What’s Your Response?

Before we look at their response, I want to make this point: there is no more important evaluation that you will ever make than in answering the question, “Who is Jesus?” Sit there for a moment in your imagination on the floor in the synagogue. You’ve just heard the text, you’ve just heard the Word of God, and now you hear the Son of God saying, “I am He.”

What is your response? Do you leap for joy and say, “Thank you, God—we have waited so patiently”? Do you want to run up and hug His neck and say, “We are so glad, Jesus, to know that you are the Messiah”? That was not the response in Nazareth.
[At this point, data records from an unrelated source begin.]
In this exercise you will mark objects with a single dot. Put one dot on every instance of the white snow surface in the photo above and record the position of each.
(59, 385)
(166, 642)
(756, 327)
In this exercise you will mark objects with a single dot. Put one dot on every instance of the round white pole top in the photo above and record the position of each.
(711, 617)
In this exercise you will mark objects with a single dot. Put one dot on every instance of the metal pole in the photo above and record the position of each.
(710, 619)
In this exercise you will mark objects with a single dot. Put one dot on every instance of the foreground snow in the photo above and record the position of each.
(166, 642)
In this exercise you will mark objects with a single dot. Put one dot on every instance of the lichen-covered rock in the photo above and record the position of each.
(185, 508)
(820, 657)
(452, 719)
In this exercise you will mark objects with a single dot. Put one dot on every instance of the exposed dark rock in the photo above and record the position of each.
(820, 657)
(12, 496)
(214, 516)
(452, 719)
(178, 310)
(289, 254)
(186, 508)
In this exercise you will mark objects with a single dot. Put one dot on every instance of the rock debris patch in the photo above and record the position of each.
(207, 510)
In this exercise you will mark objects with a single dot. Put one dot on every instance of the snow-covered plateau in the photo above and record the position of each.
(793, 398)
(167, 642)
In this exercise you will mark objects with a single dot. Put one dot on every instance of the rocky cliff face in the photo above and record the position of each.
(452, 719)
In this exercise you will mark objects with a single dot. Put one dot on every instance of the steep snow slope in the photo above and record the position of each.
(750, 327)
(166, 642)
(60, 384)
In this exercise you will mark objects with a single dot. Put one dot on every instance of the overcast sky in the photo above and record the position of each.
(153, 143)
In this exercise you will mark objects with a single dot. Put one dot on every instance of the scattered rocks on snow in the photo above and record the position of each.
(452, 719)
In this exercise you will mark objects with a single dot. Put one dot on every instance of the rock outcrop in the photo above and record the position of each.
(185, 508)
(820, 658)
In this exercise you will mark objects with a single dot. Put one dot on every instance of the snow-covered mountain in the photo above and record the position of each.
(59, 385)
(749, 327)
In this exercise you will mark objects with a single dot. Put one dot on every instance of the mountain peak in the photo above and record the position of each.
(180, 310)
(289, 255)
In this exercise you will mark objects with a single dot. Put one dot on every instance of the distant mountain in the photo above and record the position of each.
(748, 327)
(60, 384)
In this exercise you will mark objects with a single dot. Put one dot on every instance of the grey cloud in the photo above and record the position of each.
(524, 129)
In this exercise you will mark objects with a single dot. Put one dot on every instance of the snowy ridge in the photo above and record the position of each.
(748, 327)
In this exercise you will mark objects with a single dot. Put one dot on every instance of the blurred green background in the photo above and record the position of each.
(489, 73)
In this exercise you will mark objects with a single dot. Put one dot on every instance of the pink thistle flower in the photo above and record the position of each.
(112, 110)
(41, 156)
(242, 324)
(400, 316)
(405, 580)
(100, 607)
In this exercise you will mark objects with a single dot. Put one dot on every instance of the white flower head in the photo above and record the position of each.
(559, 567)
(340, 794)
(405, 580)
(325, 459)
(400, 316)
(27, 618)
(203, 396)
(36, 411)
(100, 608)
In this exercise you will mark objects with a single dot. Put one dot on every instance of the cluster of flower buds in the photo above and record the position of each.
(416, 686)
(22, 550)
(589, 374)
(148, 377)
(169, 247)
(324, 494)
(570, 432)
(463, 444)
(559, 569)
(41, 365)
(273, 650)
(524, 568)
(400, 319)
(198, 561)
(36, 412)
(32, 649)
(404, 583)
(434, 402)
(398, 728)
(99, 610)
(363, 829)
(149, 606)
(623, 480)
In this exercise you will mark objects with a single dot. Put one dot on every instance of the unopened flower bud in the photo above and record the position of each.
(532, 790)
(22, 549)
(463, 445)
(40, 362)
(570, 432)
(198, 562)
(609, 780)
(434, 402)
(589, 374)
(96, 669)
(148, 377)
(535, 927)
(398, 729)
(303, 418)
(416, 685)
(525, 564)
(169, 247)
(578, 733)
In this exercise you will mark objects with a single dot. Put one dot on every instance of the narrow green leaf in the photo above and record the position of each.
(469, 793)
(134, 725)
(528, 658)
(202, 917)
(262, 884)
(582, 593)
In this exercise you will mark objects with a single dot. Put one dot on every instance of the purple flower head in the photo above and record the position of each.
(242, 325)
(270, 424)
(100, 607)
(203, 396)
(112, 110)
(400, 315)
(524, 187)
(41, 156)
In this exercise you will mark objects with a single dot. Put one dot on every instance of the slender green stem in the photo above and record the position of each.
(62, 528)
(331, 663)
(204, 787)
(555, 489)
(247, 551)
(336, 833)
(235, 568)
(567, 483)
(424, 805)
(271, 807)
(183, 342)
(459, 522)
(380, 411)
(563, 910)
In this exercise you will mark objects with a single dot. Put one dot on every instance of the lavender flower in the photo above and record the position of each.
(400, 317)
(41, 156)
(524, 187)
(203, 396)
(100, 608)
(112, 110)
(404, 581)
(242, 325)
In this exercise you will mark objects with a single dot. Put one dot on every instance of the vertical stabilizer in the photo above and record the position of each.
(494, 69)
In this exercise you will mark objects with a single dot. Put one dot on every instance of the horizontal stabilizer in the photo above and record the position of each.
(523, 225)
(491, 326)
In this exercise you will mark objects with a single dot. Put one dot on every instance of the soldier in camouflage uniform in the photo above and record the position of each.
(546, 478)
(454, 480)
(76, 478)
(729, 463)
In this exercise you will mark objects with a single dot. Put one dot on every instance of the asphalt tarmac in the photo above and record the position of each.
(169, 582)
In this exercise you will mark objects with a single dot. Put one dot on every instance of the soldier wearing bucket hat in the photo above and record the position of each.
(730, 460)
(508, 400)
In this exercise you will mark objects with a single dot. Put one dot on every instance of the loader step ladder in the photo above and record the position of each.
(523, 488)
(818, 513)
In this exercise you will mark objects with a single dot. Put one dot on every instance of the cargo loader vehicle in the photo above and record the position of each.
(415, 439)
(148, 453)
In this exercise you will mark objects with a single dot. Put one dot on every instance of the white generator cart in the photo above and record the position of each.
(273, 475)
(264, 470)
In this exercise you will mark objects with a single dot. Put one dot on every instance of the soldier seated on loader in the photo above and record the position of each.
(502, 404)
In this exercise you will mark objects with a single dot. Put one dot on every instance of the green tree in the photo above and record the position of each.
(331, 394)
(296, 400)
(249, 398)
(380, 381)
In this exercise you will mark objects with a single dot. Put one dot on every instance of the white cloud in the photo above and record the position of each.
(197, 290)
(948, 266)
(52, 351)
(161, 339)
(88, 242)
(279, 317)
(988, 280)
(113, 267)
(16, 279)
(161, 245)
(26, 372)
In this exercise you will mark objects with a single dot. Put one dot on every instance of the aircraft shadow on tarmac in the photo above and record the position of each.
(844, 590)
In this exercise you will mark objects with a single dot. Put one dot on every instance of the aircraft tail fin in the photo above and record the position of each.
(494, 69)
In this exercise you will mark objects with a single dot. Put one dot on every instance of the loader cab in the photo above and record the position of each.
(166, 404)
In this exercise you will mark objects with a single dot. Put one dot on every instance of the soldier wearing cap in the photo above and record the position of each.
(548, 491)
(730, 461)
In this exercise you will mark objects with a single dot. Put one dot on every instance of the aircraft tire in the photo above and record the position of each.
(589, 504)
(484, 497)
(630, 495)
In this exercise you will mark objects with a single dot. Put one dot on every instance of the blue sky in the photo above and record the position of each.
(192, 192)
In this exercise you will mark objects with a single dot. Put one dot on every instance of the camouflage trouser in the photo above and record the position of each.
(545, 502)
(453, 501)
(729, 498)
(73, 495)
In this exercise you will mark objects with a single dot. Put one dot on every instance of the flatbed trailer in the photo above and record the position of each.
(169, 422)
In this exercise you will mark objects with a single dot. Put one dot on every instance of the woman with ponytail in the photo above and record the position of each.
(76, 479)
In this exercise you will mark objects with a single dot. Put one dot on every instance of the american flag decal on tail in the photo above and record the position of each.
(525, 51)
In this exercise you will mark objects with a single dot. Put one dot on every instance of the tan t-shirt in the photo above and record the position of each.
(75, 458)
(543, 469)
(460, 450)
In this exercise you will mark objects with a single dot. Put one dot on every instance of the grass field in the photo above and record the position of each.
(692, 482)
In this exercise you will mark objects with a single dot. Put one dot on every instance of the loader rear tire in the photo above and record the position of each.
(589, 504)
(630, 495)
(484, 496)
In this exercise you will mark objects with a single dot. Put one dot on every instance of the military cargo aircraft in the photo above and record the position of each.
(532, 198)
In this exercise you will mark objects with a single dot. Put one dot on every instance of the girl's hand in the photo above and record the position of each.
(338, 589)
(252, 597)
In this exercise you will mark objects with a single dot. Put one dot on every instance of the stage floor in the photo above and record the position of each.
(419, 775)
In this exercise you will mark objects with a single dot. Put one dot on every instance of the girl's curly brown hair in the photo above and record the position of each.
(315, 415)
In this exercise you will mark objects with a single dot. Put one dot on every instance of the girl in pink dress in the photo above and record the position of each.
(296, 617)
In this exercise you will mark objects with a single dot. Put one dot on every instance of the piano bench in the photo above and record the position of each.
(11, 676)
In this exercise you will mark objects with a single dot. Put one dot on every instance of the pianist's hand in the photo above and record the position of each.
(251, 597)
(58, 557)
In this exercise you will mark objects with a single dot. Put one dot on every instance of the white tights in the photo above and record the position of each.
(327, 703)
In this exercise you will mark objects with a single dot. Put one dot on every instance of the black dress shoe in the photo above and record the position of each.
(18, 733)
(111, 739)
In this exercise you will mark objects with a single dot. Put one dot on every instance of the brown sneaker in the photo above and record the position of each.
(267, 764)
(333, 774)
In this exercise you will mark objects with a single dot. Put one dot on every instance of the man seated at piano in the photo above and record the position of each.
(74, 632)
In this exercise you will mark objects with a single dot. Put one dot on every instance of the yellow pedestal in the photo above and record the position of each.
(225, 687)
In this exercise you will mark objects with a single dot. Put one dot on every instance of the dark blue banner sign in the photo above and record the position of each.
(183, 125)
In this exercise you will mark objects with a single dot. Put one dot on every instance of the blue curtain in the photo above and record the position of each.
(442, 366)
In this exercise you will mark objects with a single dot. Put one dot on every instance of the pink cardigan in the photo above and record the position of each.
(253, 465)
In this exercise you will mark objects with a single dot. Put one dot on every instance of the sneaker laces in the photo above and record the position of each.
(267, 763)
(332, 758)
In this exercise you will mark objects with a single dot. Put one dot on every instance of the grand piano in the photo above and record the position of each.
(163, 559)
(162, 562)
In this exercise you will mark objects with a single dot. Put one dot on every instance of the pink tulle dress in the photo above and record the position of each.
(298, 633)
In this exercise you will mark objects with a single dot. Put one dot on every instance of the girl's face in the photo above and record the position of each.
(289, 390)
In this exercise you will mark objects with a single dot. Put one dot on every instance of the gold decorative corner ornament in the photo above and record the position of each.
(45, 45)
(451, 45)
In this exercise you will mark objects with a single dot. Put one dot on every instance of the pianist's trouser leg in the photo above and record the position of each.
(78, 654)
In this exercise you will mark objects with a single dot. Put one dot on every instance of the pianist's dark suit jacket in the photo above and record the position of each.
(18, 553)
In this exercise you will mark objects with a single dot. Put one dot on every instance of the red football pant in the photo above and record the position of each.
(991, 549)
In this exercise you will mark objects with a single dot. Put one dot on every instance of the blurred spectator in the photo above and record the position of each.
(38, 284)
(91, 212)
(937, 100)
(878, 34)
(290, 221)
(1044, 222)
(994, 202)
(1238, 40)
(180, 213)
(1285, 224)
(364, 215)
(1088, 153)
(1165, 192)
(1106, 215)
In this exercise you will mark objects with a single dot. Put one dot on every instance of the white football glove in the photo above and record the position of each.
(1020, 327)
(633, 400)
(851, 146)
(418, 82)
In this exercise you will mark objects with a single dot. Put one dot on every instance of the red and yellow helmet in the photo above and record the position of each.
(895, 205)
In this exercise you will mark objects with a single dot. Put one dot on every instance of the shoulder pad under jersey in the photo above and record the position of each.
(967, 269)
People heard these words, looked at Him, shocked, and said, “Is this not Joseph’s son?” Yes, He was Joseph’s adopted Son, but He was also Yahweh’s Son. He was the Servant of the sovereign God, the Anointed Son in whom the Father was well-pleased, but they couldn’t take it. They were choking on the words of Jesus.

God-willing, the next time we look at this text, we will explore further how Jesus responded to their unbelief, and how they further responded to His response to their unbelief. He did not get the “Orator of the Year” award in Nazareth; rather, they wanted to kill Him. What about you? Would you be happier without Him, or do you see that He was sent to heal your broken heart and to set you free? Let’s pray.

Our Father and our God, through the record of the Gospels, we know that there was not a scintilla of the task assigned to the Messiah that was not fulfilled completely by Your beloved Son. We thank You for His mission and for His fulfillment of it for our sakes. Amen.

This transcript has been lightly edited for readability.